The report scored health professions regarding workforce supply; population dispersion; land size; and proximity to services.
It found Aboriginal and Torres Strait Islander people are much more likely than non-Indigenous Australians to live in areas with higher probabilities of pharmacist workforce supply challenges.
Nearly 79,000 Aboriginal and Torres Strait Islander people live in areas with the lowest scores for accessibility to pharmacists.
No areas in major cities or inner regional areas were found to have these same low scores.
“Because Aboriginal and Torres Strait Islander people have higher rates of chronic and ongoing illnesses than non-Indigenous people, they often have complex medication needs,” says the AIHW report.
“Despite this, they often face substantial costs for pharmacy services, compounded by the restricted availability of these services and cultural barriers to appropriate levels of service.
The Pharmacy Guild agrees that there are barriers for indigenous people.
“Aboriginal and Torres Strait Island Peoples have by far the worst health outcomes and the largest inequity in health care provision of any identifiable group in the Australian population,” says the Guild.
“There are a number of initiatives by which community pharmacies are working to improve access to PBS medicines and pharmacy services, as well as improving quality use of medicines, by Aboriginal and Torres Strait Islander Peoples.
“The standard of health care for rural areas should be equal to the standards available in metropolitan areas. The Guild is guided by the principle that all Australians have a right to equity and access to community pharmacy services,” it says.
Approximately 20% of the total 5,350 community pharmacies across Australia are located within Categories 2-6 of the Pharmacy Access/Remoteness Index of Australia, the Guild points out, and 425 local communities have just a single pharmacy in their town.

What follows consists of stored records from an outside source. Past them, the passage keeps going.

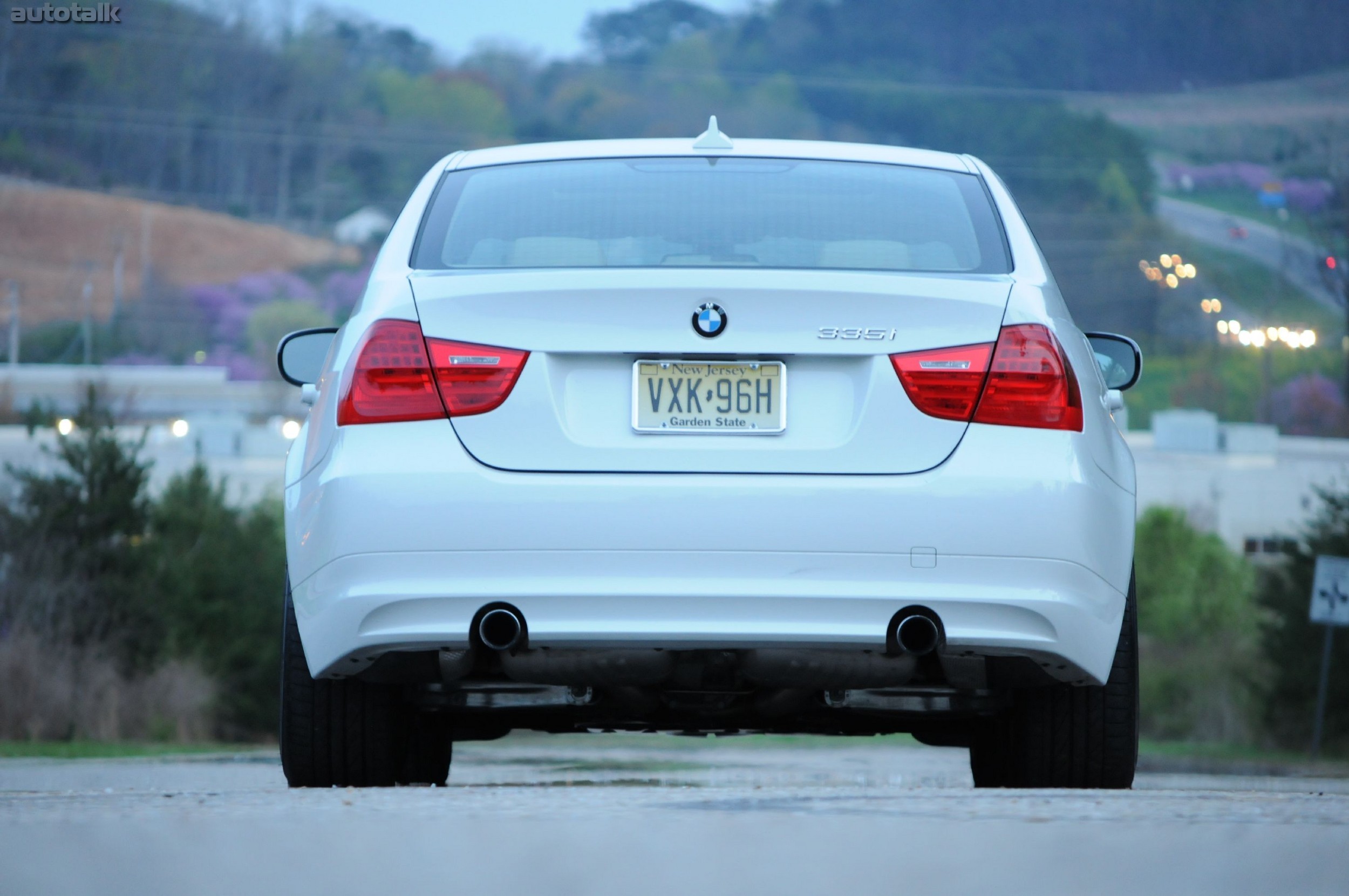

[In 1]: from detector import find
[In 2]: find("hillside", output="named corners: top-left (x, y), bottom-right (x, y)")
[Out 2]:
top-left (0, 178), bottom-right (356, 325)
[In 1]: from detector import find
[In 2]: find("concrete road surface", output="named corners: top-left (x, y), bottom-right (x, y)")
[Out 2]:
top-left (1157, 196), bottom-right (1340, 310)
top-left (0, 735), bottom-right (1349, 896)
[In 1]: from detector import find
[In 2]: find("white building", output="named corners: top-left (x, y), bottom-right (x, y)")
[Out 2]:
top-left (1125, 410), bottom-right (1349, 560)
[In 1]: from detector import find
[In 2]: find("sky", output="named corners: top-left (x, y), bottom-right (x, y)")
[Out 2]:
top-left (302, 0), bottom-right (750, 57)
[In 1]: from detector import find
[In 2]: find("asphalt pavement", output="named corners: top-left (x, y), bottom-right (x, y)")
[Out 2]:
top-left (1157, 196), bottom-right (1340, 310)
top-left (0, 735), bottom-right (1349, 896)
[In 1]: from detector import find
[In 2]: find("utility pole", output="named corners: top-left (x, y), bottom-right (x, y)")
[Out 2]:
top-left (80, 278), bottom-right (93, 364)
top-left (108, 236), bottom-right (126, 324)
top-left (10, 281), bottom-right (19, 367)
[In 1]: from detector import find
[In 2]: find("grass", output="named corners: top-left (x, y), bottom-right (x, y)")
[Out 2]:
top-left (1139, 738), bottom-right (1349, 777)
top-left (0, 741), bottom-right (271, 760)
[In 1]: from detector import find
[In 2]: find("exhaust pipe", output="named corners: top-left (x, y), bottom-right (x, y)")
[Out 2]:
top-left (478, 607), bottom-right (525, 651)
top-left (895, 615), bottom-right (942, 656)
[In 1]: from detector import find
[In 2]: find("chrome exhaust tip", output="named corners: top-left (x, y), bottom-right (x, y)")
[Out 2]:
top-left (895, 614), bottom-right (942, 656)
top-left (478, 607), bottom-right (525, 651)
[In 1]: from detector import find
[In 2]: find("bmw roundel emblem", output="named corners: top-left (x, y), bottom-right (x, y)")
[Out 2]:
top-left (693, 302), bottom-right (728, 339)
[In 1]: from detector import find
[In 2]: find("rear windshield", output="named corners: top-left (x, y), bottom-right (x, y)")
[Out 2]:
top-left (413, 156), bottom-right (1011, 274)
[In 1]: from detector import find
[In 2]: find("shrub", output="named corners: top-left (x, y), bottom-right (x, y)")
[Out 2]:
top-left (0, 391), bottom-right (286, 738)
top-left (1135, 508), bottom-right (1259, 741)
top-left (1259, 489), bottom-right (1349, 754)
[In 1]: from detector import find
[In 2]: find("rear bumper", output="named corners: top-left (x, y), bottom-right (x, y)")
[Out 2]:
top-left (286, 421), bottom-right (1133, 681)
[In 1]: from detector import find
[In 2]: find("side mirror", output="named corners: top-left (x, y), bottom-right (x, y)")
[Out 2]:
top-left (1086, 333), bottom-right (1143, 390)
top-left (277, 326), bottom-right (337, 386)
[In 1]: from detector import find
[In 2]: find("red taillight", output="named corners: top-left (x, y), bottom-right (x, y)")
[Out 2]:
top-left (426, 339), bottom-right (529, 417)
top-left (890, 343), bottom-right (993, 422)
top-left (974, 324), bottom-right (1082, 432)
top-left (337, 320), bottom-right (529, 426)
top-left (337, 320), bottom-right (445, 426)
top-left (890, 324), bottom-right (1082, 430)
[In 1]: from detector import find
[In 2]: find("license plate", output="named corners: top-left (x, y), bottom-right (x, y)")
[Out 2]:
top-left (633, 360), bottom-right (787, 436)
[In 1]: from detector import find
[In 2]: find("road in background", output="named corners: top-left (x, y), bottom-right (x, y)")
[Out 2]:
top-left (1157, 196), bottom-right (1340, 310)
top-left (0, 735), bottom-right (1349, 896)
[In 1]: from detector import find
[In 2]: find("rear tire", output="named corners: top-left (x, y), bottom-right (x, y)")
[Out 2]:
top-left (281, 582), bottom-right (451, 786)
top-left (970, 575), bottom-right (1139, 789)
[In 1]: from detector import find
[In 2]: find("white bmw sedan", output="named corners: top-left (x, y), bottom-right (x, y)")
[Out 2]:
top-left (278, 120), bottom-right (1141, 786)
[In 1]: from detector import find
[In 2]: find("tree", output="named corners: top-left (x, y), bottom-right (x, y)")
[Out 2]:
top-left (0, 386), bottom-right (162, 669)
top-left (1260, 489), bottom-right (1349, 753)
top-left (1135, 508), bottom-right (1259, 741)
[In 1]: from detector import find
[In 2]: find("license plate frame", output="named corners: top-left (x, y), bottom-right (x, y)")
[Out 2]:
top-left (631, 358), bottom-right (787, 436)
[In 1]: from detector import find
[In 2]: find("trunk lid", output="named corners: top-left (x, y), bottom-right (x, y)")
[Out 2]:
top-left (412, 269), bottom-right (1011, 474)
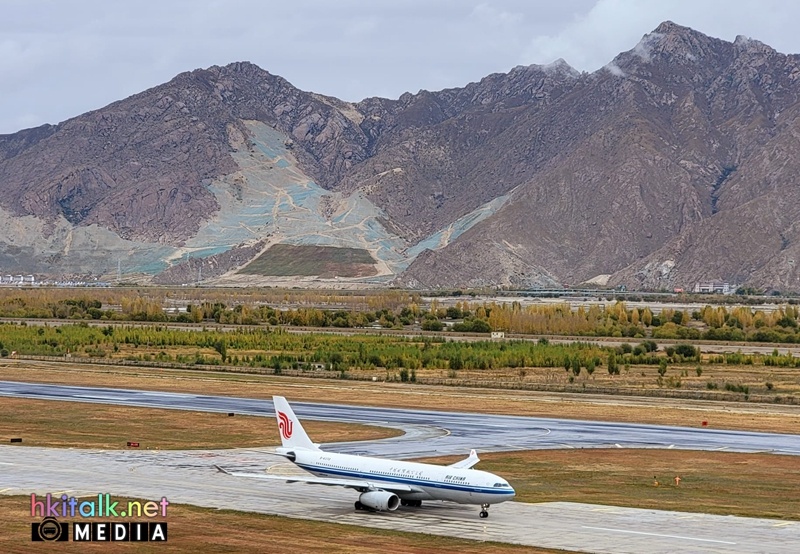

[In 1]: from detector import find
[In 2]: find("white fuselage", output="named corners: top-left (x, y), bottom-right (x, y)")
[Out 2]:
top-left (293, 449), bottom-right (515, 504)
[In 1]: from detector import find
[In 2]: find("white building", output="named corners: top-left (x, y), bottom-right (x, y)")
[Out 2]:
top-left (694, 281), bottom-right (734, 294)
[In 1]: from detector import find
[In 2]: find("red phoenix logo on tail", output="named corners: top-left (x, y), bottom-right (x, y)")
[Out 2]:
top-left (278, 412), bottom-right (292, 439)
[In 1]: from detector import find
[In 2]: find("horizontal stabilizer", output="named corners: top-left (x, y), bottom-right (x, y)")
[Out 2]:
top-left (447, 449), bottom-right (481, 469)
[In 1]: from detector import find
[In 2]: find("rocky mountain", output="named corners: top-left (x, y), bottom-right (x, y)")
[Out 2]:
top-left (0, 22), bottom-right (800, 290)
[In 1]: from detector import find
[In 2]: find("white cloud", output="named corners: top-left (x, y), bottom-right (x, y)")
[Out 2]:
top-left (0, 0), bottom-right (800, 133)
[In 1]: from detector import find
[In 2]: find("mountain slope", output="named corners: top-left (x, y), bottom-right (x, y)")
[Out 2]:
top-left (0, 22), bottom-right (800, 290)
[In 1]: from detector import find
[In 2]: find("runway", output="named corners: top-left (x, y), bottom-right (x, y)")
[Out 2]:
top-left (0, 381), bottom-right (800, 553)
top-left (0, 381), bottom-right (800, 458)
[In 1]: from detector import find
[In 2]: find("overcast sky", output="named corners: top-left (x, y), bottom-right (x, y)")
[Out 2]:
top-left (0, 0), bottom-right (800, 134)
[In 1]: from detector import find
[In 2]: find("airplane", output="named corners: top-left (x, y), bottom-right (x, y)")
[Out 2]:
top-left (215, 396), bottom-right (516, 518)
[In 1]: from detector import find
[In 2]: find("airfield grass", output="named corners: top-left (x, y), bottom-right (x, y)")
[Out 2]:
top-left (0, 496), bottom-right (560, 554)
top-left (428, 448), bottom-right (800, 520)
top-left (0, 398), bottom-right (402, 449)
top-left (0, 360), bottom-right (800, 434)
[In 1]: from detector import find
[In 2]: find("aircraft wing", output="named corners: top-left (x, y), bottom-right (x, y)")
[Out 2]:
top-left (447, 449), bottom-right (481, 469)
top-left (214, 466), bottom-right (419, 492)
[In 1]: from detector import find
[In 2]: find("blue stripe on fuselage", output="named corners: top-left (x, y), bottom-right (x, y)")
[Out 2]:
top-left (295, 462), bottom-right (516, 495)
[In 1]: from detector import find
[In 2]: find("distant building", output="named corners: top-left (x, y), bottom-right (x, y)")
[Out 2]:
top-left (693, 281), bottom-right (733, 294)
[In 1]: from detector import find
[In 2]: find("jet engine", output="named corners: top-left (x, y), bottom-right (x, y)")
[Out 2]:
top-left (358, 491), bottom-right (400, 512)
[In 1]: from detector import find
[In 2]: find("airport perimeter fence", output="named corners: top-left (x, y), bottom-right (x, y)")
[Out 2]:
top-left (9, 354), bottom-right (800, 406)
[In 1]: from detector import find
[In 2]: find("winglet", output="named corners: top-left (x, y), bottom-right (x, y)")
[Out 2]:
top-left (272, 396), bottom-right (319, 450)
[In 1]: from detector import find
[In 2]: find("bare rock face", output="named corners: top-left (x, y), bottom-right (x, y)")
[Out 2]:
top-left (153, 241), bottom-right (266, 285)
top-left (0, 22), bottom-right (800, 290)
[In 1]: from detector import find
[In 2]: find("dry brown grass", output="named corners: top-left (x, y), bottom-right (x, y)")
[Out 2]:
top-left (434, 448), bottom-right (800, 520)
top-left (0, 496), bottom-right (558, 554)
top-left (0, 361), bottom-right (800, 433)
top-left (0, 398), bottom-right (401, 449)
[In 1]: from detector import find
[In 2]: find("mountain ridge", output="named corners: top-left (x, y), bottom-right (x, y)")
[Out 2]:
top-left (0, 22), bottom-right (800, 290)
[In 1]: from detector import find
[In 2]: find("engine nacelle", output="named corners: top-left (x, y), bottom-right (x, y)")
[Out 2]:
top-left (358, 491), bottom-right (400, 512)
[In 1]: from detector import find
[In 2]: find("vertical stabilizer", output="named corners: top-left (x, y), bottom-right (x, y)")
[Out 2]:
top-left (272, 396), bottom-right (319, 450)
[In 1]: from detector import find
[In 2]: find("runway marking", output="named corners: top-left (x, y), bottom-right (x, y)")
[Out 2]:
top-left (581, 525), bottom-right (736, 544)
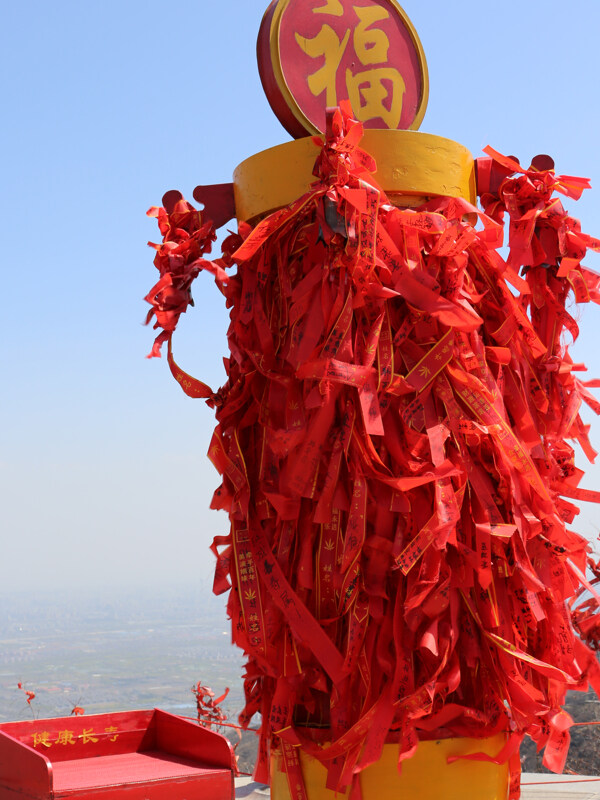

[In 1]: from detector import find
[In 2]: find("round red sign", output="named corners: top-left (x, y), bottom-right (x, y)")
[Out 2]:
top-left (257, 0), bottom-right (429, 138)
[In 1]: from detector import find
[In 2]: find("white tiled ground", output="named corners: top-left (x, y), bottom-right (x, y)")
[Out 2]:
top-left (235, 773), bottom-right (600, 800)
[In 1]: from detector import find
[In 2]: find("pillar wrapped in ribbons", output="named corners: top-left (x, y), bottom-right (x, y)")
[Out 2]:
top-left (147, 108), bottom-right (600, 800)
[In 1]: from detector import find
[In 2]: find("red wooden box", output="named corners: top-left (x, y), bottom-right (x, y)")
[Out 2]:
top-left (0, 709), bottom-right (234, 800)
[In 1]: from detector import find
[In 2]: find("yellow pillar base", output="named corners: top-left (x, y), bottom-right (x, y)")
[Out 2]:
top-left (271, 734), bottom-right (510, 800)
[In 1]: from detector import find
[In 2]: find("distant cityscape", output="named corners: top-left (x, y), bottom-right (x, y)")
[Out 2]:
top-left (0, 583), bottom-right (600, 774)
top-left (0, 585), bottom-right (243, 722)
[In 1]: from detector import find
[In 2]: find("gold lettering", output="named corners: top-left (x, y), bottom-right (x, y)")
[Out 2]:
top-left (346, 67), bottom-right (406, 130)
top-left (296, 25), bottom-right (350, 106)
top-left (354, 6), bottom-right (390, 66)
top-left (313, 0), bottom-right (344, 17)
top-left (81, 728), bottom-right (98, 744)
top-left (33, 731), bottom-right (52, 747)
top-left (56, 731), bottom-right (75, 745)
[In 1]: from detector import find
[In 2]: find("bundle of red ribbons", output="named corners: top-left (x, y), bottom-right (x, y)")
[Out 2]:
top-left (147, 104), bottom-right (600, 796)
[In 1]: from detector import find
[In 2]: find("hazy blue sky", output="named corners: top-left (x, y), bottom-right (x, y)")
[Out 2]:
top-left (0, 0), bottom-right (600, 590)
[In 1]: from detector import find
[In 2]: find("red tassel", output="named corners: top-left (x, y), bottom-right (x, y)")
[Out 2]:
top-left (149, 103), bottom-right (600, 790)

“The professional training, skill and knowledge of the community pharmacists should be better utilised in rural/remote areas, particularly in areas where access to other health professionals may be limited,” says the Guild.
“Community pharmacy is the only health professional service to have expanded its rural services over the last decade.”
In a move welcomed by the Guild, the Prime Minister also recently announced that remuneration for dispensing medicines under the Remote Area Aboriginal Health Service (RAAHS) Program will be adjusted to be equivalent to the PBS dispensing fee when not a bulk supply.
“The announcement … is a very welcome and common sense change to the arrangements in the best interests of Closing the Gap in Aboriginal morbidity and mortality,” said National President of the Guild, George Tambassis.